Issue
When I retrain a binary classification model after training a model once, the model always converges to predicting 0.5. Initially, after the first epoch, the output of the model is already predicting the same value (0.68), before slowly trending towards 0.5.
The model is loaded through keras.models.load_model("oldModel.h5")
and cloned to keep the old model around for use through keras.models.clone_model(model)
.
The dataset is loaded in exactly the same way during the retraining as it was in the inital training run, through 1. loading filenames and labels into pandas series, 2. loading into tensors, 3. loading the images through a partial call, with caching and prefetching to help training performance.
Besides decreasing the learning rate, all other parameters such as trainable layers and loss functions are kept constant throughout both training processes.
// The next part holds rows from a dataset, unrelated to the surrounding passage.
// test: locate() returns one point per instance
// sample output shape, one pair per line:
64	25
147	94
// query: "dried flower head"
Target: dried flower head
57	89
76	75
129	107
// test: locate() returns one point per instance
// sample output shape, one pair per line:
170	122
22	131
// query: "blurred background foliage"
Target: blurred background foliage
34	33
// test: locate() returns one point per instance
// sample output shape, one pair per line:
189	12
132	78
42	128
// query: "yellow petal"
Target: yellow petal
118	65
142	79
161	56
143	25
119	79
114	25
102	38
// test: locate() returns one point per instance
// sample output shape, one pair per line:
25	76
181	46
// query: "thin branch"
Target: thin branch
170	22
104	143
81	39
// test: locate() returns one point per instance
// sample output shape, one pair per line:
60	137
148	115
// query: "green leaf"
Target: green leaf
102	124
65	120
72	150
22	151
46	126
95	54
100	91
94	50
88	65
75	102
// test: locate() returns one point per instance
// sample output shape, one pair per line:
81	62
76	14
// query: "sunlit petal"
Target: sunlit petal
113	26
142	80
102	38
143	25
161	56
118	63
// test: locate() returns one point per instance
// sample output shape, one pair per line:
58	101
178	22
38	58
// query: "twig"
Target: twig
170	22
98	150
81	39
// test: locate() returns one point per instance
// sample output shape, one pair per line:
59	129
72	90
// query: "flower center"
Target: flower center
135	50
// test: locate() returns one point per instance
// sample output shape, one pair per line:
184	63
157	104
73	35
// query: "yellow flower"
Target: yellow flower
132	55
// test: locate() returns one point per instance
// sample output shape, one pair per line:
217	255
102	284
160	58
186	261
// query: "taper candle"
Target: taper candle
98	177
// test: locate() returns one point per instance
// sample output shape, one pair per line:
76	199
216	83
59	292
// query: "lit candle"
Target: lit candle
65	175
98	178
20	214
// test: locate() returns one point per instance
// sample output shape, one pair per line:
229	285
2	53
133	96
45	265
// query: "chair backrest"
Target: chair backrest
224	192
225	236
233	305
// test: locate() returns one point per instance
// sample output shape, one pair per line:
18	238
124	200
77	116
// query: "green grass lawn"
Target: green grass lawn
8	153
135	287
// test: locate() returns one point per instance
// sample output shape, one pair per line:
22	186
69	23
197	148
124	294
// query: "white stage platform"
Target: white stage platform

Trainable layers are the same, and only consist of the top few layers of the model.
I have checked the training dataset to check if the output is correct, and it is as expected.
Code to load dataset
X_train_file = self.df[self.df.subset=="train"].fileName
Y1 = self.df[self.df.subset=="train"].meanElicat
Y2 = self.df[self.df.subset=="train"].finalY.astype(int)
X_test_file = self.df[self.df.subset=="val"].fileName
Y1_test = self.df[self.df.subset=="val"].meanElicat
Y2_test = self.df[self.df.subset=="val"].finalY.astype(int)
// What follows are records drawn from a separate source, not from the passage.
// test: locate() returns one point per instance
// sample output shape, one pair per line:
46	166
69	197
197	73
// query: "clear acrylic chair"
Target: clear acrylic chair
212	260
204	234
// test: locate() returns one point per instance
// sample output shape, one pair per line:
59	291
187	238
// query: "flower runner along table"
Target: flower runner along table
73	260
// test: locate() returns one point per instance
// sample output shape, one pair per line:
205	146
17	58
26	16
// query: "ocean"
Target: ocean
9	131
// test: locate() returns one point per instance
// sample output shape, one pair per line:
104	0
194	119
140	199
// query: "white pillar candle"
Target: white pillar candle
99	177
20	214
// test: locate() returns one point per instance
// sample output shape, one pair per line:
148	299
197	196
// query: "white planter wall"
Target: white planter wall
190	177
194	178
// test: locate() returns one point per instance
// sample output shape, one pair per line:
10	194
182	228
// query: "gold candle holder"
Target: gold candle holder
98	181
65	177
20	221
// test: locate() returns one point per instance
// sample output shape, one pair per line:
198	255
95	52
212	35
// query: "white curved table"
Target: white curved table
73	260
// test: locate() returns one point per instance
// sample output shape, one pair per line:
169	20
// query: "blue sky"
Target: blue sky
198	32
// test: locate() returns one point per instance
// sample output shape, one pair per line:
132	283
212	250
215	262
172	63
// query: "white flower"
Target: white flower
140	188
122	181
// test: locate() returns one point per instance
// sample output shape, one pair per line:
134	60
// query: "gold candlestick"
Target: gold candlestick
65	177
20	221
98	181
train_image_paths = tf.convert_to_tensor(X_train_file, dtype=tf.string)
train_Y1 = tf.convert_to_tensor(Y1)
train_Y2 = tf.convert_to_tensor(Y2)
test_image_paths = tf.convert_to_tensor(X_test_file, dtype=tf.string)
test_Y1 = tf.convert_to_tensor(Y1_test)
test_Y2 = tf.convert_to_tensor(Y2_test)
train = tf.data.Dataset.from_tensor_slices( ( train_image_paths, (train_Y1,train_Y2) ) )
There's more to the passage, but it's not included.